Ben Carson fits Iowa Republican caucus goers like a glove. He’s soft spoken, deeply evangelical, and can talk to them about the issues they care about with a sincerity that none of the other Republican candidates can match. Questions still abound about Carson’s readiness to mount a full strength national campaign and his command of the issues, but these are questions that are notoriously irrelevant to Iowa caucus goers, who voted for Rick Santorum in 2012 and Mike Huckabee in 2008.

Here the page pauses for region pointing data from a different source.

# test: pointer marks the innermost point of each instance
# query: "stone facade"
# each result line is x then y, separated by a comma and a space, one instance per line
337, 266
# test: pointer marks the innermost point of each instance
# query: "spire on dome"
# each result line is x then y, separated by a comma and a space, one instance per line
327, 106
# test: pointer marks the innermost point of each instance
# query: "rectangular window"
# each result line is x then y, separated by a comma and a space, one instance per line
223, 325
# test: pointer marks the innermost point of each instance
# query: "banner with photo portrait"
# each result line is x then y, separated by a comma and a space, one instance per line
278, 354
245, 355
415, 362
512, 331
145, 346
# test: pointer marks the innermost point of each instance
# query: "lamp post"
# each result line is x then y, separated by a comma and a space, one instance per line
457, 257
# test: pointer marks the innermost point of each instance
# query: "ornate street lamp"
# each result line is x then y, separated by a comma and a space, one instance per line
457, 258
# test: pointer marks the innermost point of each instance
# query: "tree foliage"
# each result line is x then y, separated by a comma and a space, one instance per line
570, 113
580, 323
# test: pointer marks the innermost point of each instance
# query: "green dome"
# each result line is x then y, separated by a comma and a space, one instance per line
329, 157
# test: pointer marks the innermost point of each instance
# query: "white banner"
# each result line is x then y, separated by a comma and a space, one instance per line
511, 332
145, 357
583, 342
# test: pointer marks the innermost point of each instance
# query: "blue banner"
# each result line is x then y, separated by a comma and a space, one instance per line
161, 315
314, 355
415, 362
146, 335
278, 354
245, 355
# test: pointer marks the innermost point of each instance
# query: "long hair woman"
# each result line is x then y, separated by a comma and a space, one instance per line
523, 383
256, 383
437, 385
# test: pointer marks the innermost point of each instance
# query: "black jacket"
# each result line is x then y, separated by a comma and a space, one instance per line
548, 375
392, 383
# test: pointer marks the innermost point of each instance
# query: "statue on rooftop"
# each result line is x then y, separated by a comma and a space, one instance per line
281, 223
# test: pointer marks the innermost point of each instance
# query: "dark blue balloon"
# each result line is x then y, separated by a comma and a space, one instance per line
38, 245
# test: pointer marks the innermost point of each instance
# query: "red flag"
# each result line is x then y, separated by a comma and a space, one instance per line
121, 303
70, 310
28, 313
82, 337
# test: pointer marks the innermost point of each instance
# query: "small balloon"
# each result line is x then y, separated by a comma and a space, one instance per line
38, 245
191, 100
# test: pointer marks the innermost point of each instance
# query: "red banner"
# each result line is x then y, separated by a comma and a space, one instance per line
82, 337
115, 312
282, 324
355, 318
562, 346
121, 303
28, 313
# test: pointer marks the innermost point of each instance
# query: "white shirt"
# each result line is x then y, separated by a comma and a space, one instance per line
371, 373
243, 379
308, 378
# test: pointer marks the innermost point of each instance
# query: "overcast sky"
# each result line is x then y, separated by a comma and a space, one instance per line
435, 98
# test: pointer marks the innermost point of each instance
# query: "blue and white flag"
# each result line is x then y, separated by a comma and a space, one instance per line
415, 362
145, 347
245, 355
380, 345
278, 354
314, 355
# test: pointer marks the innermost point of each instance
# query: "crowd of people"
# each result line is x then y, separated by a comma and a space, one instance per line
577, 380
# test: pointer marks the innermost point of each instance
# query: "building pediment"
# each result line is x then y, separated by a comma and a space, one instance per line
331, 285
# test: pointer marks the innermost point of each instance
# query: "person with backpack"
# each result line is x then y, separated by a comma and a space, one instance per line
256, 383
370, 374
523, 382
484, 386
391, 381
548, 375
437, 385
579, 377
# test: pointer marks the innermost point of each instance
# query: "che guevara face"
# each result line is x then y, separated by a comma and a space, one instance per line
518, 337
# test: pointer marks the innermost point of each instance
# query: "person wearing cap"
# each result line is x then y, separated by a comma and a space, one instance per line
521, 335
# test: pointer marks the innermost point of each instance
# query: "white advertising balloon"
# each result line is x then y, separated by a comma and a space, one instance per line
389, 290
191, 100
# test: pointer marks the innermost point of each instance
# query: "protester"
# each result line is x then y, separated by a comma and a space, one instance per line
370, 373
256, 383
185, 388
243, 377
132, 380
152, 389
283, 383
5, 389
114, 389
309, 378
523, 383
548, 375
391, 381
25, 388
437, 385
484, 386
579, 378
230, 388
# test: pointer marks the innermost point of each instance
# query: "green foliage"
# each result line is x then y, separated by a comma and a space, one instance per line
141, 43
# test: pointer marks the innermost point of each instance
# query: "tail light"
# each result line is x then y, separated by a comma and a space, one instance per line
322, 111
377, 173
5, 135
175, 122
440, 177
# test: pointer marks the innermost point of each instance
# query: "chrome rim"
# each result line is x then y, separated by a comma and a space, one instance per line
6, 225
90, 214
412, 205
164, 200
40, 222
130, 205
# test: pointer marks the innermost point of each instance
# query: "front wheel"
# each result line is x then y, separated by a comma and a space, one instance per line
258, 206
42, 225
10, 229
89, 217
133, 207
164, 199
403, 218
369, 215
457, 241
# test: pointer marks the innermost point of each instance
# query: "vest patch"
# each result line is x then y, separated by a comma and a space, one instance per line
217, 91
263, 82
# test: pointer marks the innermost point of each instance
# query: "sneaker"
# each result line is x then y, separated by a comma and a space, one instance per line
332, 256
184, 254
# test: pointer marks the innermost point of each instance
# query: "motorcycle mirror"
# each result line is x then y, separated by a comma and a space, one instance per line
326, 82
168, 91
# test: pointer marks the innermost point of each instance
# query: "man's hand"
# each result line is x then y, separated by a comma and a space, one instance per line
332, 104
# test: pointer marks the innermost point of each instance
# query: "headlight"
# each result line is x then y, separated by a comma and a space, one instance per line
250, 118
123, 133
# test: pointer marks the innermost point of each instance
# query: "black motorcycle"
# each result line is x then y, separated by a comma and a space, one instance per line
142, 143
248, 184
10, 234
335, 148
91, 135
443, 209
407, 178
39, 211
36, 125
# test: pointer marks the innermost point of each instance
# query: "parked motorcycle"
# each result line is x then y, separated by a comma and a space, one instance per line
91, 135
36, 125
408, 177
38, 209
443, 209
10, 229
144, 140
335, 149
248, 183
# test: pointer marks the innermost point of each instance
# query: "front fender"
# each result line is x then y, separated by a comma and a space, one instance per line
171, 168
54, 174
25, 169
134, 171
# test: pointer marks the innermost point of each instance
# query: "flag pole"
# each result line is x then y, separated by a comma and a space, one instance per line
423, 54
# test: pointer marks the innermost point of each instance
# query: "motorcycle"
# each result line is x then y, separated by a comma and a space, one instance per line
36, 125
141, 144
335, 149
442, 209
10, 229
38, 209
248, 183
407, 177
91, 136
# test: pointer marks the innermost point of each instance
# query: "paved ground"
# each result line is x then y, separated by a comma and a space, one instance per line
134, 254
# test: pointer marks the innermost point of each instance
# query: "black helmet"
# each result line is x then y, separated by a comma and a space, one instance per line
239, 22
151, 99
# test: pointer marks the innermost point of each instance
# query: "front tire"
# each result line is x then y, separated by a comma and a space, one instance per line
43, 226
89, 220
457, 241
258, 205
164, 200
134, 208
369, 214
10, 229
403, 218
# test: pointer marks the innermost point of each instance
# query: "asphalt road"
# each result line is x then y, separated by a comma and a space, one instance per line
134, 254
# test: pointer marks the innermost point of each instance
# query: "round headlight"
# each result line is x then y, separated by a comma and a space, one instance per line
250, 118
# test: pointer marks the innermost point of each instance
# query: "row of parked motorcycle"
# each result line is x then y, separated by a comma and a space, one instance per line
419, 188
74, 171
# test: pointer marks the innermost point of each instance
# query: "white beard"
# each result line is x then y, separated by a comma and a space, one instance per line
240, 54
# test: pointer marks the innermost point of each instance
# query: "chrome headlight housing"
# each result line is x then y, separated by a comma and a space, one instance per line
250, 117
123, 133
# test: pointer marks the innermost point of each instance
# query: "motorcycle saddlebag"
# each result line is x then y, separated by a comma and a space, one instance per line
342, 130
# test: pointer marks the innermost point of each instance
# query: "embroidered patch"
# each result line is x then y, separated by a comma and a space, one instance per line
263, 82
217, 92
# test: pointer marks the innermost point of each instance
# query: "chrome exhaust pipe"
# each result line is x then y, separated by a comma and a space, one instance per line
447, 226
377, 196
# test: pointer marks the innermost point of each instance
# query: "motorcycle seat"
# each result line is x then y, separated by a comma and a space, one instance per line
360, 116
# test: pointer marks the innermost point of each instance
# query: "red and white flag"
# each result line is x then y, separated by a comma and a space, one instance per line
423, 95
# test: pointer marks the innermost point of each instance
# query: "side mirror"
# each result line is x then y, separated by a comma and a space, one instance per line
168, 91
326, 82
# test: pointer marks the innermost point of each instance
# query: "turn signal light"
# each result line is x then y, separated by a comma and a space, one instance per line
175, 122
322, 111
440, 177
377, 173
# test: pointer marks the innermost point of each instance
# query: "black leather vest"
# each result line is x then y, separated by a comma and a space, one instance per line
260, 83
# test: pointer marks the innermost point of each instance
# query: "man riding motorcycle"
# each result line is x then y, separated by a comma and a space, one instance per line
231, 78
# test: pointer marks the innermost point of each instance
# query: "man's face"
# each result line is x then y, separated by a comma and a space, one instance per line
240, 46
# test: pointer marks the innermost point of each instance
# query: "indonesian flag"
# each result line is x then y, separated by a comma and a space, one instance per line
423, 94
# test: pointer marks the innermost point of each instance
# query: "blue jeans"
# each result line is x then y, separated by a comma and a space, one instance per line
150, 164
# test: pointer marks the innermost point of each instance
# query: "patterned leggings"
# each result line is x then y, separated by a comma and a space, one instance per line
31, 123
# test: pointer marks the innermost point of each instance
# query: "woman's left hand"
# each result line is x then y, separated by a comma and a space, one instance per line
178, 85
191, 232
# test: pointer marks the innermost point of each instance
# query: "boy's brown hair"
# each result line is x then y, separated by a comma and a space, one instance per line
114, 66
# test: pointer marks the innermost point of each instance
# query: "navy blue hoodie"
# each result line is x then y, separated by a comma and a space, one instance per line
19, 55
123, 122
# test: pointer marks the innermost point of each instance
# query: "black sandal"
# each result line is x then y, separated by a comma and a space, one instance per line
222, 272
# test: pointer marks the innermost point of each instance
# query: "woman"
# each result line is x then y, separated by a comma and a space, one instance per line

Moreover, there have now been polls in two consecutive days that show that Carson has opened up a sizeable lead over Trump in Iowa – one by Quinnipiac and the other by Bloomberg/DMR. Obviously, any poll taken this early in the race should be taken with several grains of salt, and polling the Iowa caucuses has been a notoriously sketchy endeavor. However, in this case the polling comports with good political sense and what we know about the tendencies of Iowa voters. And if Carson’s, uh, “off the collar” style hasn’t yet damaged him among the Iowa electorate by now, it’s hard to see how future iterations of it will hurt him meaningfully.
Assuming that Ben Carson does, in fact, win Iowa, what effect will this have on the overall race? Well, obviously, winning Iowa is not enough to salt the race away for a candidate. As we noted above, the last two guys to win Iowa (Santorum and Huckabee) were dispatched handily in the end by Romney and McCain, respectively. However, Carson at this point is in a completely different spot from either Huckabee in 2008 or Santorum in 2012.
In 2012, Santorum was cruising along at about 4% nationally, in second-to-last place in the RCP average on the day before the Iowa caucuses. One week after his surprise win, he had catapulted up to 17.3% nationally, now second only behind Mitt Romney. In 2008, Huckabee entered the Iowa caucuses in third nationally at about 17% in the RCP averages. One week later, he had risen to 21% nationally, enjoying the only brief lead he would hold in the national polls, before McCain’s win in New Hampshire put him in the lead for good.
Clearly, then, winning Iowa has historically had a real, but somewhat fleeting, effect on the national race. Winning Iowa can catapult a candidate who isn’t doing well nationally into the top tier for the duration of the contest (as it did with Santorum in 2012), but for a candidate who is already in close contention (as Huckabee was in 2008 and as Carson is in 2016), the effects are much more temporary and ephemeral, as they only confirm expectations rather than exceeding them.
In other words, if trends continue and Carson wins Iowa, the effect on the overall race will likely not last much longer than New Hampshire. However, if a surprise candidate like Cruz or Rubio can sneak up and register a surprising finish in Iowa, then the race might be fundamentally changed for the duration.